WARNING:gensim.models.keyedvectors:sorting after vectors have been allocated is expensive & error-prone
WARNING:gensim.models.word2vec:Both hierarchical softmax and negative sampling are activated. This is probably a mistake. You should set either 'hs=0' or 'negative=0' to disable one of them. 
WARNING:gensim.models.word2vec:Effective 'alpha' higher than previous training cycles
Shape of embedding matrix: (34, 100)
(187155, 897600)
# Most similar nodes
print('Nodes that are the most similar to node 0:')
for similarity in model.wv.most_similar(positive=['0']):
    print(f'   {similarity}')

# Similarity between two nodes
print(f"\nSimilarity between node 0 and 4: {model.wv.similarity('0', '4')}")
Nodes that are the most similar to node 0:
   ('10', 0.705403745174408)
   ('11', 0.6672751307487488)
   ('4', 0.6428819298744202)
   ('6', 0.6198117733001709)
   ('21', 0.5753284096717834)
   ('5', 0.5725014209747314)
   ('12', 0.5587387681007385)
   ('17', 0.5484284162521362)
   ('1', 0.5292837023735046)
   ('16', 0.5212982296943665)

Similarity between node 0 and 4: 0.6428819298744202
# Preprocess word vectors and label
nodes_wv = np.array([model.wv.get_vector(str(i)) for i in range(len(model.wv))])
labels = np.array(labels)

# Train TSNE
tsne = TSNE(n_components=2,
            learning_rate='auto',
            init='pca',
            random_state=0).fit_transform(nodes_wv)

# Plot TSNE
plt.figure(figsize=(6, 6))
plt.scatter(tsne[:, 0], tsne[:, 1], s=100, c=labels, cmap="coolwarm", edgecolor="black")
plt.title("t-SNE plot of the nodes")
plt.show()

The plot is quite encouraging since we ca see a possible clear line that separates the two classes. It should be possible for a simple ML algorithm (like a Random Forest classifier) to classify thes nodes.

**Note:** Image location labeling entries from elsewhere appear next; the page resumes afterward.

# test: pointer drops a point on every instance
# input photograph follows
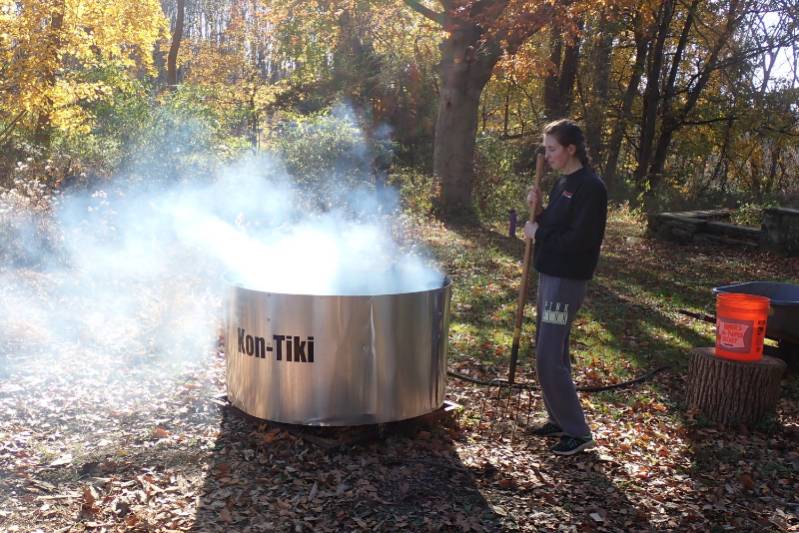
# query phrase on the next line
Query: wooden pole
(528, 254)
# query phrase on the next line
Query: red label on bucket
(734, 335)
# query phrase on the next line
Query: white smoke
(136, 274)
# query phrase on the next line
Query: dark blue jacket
(571, 228)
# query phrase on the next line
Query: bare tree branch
(435, 16)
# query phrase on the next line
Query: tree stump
(733, 392)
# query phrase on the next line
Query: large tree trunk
(614, 145)
(733, 392)
(652, 94)
(177, 35)
(465, 70)
(559, 84)
(54, 37)
(600, 77)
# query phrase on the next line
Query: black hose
(532, 386)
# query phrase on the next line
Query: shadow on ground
(404, 476)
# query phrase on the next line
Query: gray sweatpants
(558, 301)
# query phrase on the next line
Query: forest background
(689, 103)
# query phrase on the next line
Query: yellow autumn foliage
(45, 46)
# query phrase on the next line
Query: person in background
(568, 234)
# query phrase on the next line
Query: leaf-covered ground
(152, 446)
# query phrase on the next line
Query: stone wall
(779, 231)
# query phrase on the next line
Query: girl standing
(568, 234)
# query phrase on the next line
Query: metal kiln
(337, 360)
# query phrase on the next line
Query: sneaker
(571, 445)
(548, 429)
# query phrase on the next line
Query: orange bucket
(740, 325)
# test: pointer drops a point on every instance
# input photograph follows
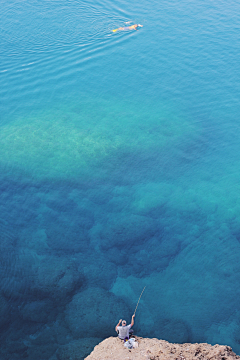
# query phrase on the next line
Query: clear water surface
(119, 169)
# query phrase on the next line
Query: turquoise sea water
(119, 169)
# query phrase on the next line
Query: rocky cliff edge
(154, 349)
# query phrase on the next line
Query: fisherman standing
(124, 330)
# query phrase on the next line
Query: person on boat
(125, 330)
(132, 27)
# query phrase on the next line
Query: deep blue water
(119, 169)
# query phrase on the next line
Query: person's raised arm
(118, 324)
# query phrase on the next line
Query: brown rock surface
(154, 349)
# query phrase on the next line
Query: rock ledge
(154, 349)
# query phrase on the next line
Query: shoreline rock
(153, 349)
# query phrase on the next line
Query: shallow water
(119, 169)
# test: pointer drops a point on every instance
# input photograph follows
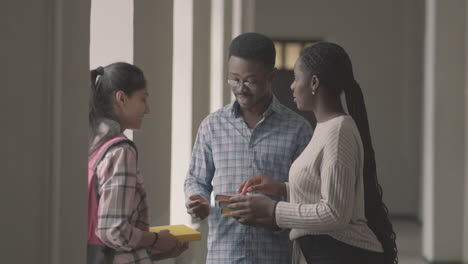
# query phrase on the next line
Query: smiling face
(132, 108)
(302, 88)
(243, 73)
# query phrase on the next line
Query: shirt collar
(274, 107)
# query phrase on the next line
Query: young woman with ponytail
(334, 204)
(118, 217)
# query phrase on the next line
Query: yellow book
(182, 232)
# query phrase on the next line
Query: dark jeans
(99, 254)
(323, 249)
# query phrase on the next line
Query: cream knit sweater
(325, 189)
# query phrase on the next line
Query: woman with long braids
(334, 204)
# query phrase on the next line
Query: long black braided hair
(332, 65)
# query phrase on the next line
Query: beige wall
(43, 157)
(384, 40)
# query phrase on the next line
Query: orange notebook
(182, 232)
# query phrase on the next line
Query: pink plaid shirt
(123, 209)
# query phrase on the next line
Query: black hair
(332, 65)
(105, 82)
(254, 46)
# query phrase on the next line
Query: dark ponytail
(105, 82)
(331, 64)
(376, 210)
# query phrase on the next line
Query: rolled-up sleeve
(118, 186)
(201, 169)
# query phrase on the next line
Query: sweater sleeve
(332, 212)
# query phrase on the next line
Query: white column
(153, 40)
(465, 221)
(45, 46)
(181, 107)
(444, 134)
(111, 34)
(221, 36)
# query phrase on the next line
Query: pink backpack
(93, 186)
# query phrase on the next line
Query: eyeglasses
(236, 84)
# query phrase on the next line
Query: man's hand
(175, 252)
(263, 184)
(254, 209)
(197, 206)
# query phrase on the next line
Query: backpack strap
(101, 153)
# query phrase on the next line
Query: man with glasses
(253, 135)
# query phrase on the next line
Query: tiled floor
(408, 241)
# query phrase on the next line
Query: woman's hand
(254, 209)
(263, 184)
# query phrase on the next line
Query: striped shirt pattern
(326, 189)
(225, 154)
(123, 209)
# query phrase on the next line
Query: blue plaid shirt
(225, 154)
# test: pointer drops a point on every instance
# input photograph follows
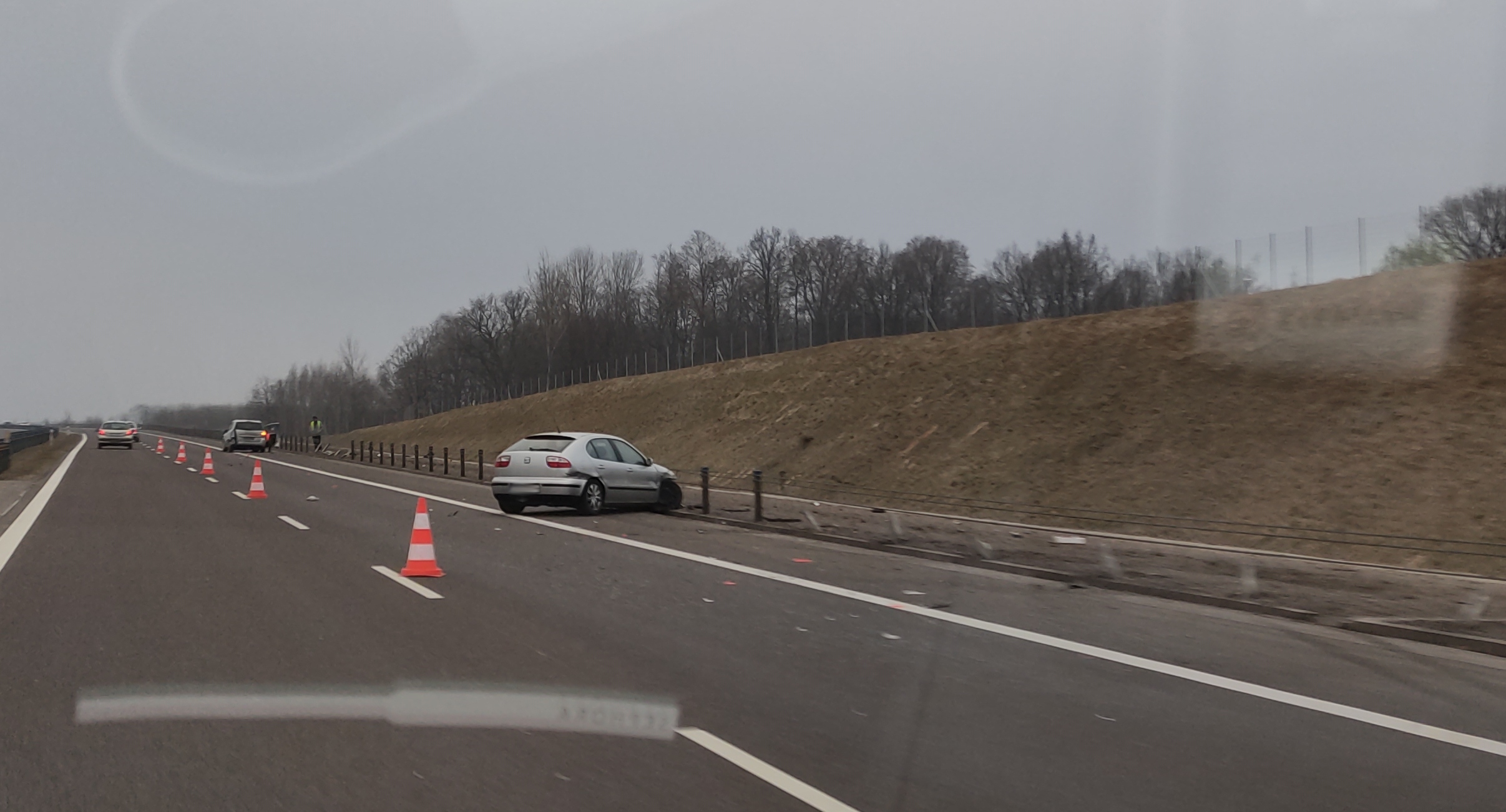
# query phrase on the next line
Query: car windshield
(974, 404)
(542, 442)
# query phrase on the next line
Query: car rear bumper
(537, 490)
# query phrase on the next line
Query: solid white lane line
(418, 588)
(23, 522)
(1155, 667)
(764, 770)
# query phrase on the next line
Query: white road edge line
(1155, 667)
(418, 588)
(773, 775)
(23, 522)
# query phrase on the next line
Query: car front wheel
(592, 499)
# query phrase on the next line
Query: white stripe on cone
(421, 552)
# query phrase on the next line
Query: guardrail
(439, 461)
(1291, 538)
(16, 439)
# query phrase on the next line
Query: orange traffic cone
(421, 545)
(258, 489)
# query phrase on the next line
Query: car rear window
(542, 442)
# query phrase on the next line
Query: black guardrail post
(758, 494)
(705, 490)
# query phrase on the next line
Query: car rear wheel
(592, 499)
(669, 497)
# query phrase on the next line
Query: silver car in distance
(588, 472)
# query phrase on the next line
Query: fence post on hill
(758, 494)
(1309, 231)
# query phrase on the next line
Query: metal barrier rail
(16, 441)
(750, 481)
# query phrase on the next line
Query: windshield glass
(975, 406)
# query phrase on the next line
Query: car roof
(574, 434)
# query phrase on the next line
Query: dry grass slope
(1369, 404)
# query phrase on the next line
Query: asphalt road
(833, 674)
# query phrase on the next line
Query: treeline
(591, 315)
(594, 315)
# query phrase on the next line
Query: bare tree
(1469, 227)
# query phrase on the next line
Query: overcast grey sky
(195, 193)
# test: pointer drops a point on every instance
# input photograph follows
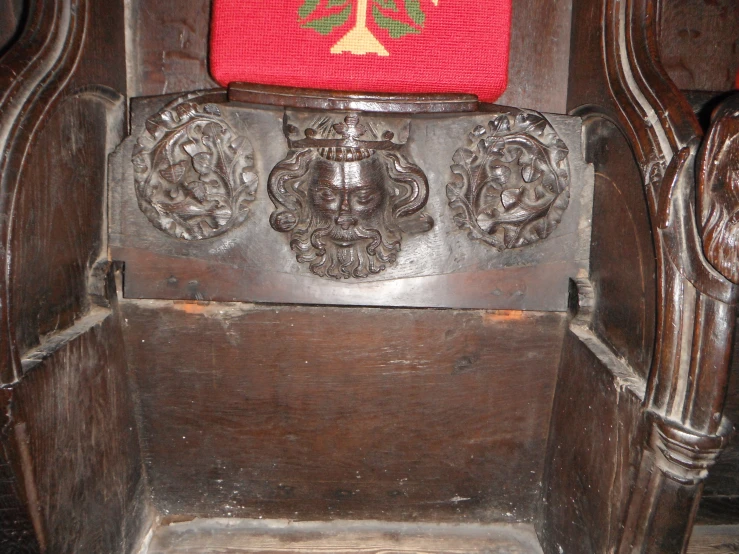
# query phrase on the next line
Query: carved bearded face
(344, 217)
(347, 196)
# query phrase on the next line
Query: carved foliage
(718, 191)
(512, 183)
(194, 173)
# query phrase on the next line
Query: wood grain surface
(212, 536)
(700, 43)
(323, 413)
(75, 441)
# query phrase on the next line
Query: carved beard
(366, 251)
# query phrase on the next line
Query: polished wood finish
(72, 477)
(599, 425)
(711, 29)
(433, 253)
(682, 430)
(336, 100)
(359, 413)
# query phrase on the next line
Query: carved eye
(365, 197)
(326, 195)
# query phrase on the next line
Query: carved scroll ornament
(194, 173)
(345, 195)
(512, 183)
(718, 191)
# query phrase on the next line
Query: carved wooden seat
(262, 319)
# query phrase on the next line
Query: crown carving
(344, 141)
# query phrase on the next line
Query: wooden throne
(515, 336)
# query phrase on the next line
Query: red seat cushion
(364, 45)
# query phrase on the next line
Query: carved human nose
(345, 219)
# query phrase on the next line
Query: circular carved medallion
(512, 181)
(194, 174)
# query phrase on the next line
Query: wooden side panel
(76, 443)
(593, 446)
(58, 171)
(59, 214)
(700, 43)
(309, 413)
(17, 534)
(622, 257)
(170, 42)
(11, 12)
(169, 39)
(720, 502)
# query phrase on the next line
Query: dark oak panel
(74, 439)
(622, 257)
(343, 413)
(593, 445)
(58, 222)
(700, 43)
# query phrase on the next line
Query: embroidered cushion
(364, 45)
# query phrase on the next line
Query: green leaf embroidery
(395, 28)
(325, 25)
(388, 4)
(308, 7)
(413, 7)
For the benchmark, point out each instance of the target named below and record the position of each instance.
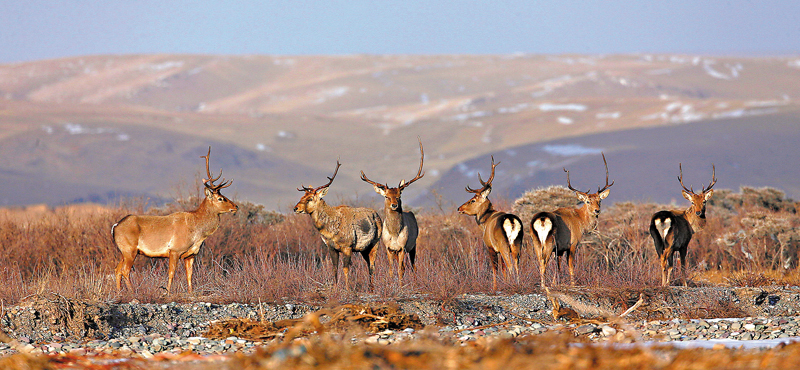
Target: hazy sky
(36, 29)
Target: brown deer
(400, 229)
(344, 229)
(561, 231)
(502, 232)
(176, 236)
(672, 230)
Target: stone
(608, 331)
(585, 329)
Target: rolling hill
(100, 127)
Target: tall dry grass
(751, 239)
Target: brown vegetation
(750, 240)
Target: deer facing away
(502, 232)
(344, 229)
(561, 231)
(400, 228)
(176, 236)
(672, 230)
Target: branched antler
(330, 180)
(486, 184)
(209, 182)
(404, 184)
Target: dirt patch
(65, 317)
(370, 318)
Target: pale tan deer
(502, 232)
(400, 229)
(672, 230)
(344, 229)
(561, 231)
(176, 236)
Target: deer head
(392, 195)
(698, 207)
(478, 201)
(218, 201)
(312, 196)
(592, 200)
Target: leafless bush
(543, 199)
(261, 255)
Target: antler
(330, 181)
(713, 178)
(404, 184)
(680, 178)
(209, 182)
(569, 185)
(599, 190)
(487, 183)
(364, 178)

# Create masks to train and test the model
train_mask = [2, 4, 6, 8, 10, 12, 14, 16, 18, 20, 22, 24]
test_mask = [0, 1, 3, 5, 7, 9, 11, 13, 15, 17, 19, 21, 23, 25, 26, 27, 28, 29, 30, 31, 32, 33]

# Train classifier
clf = RandomForestClassifier(random_state=0)
clf.fit(nodes_wv[train_mask], labels[train_mask])

# Evaluate accuracy
y_pred = clf.predict(nodes_wv[test_mask])
acc = accuracy_score(y_pred, labels[test_mask])
print(f'Accuracy = {acc*100:.2f}%')
Accuracy = 95.45%

Summarizing, DeepWalk is a method for graph embedding. It uses random walk to downstream task and uses SkipGram to learn node and graph embedding.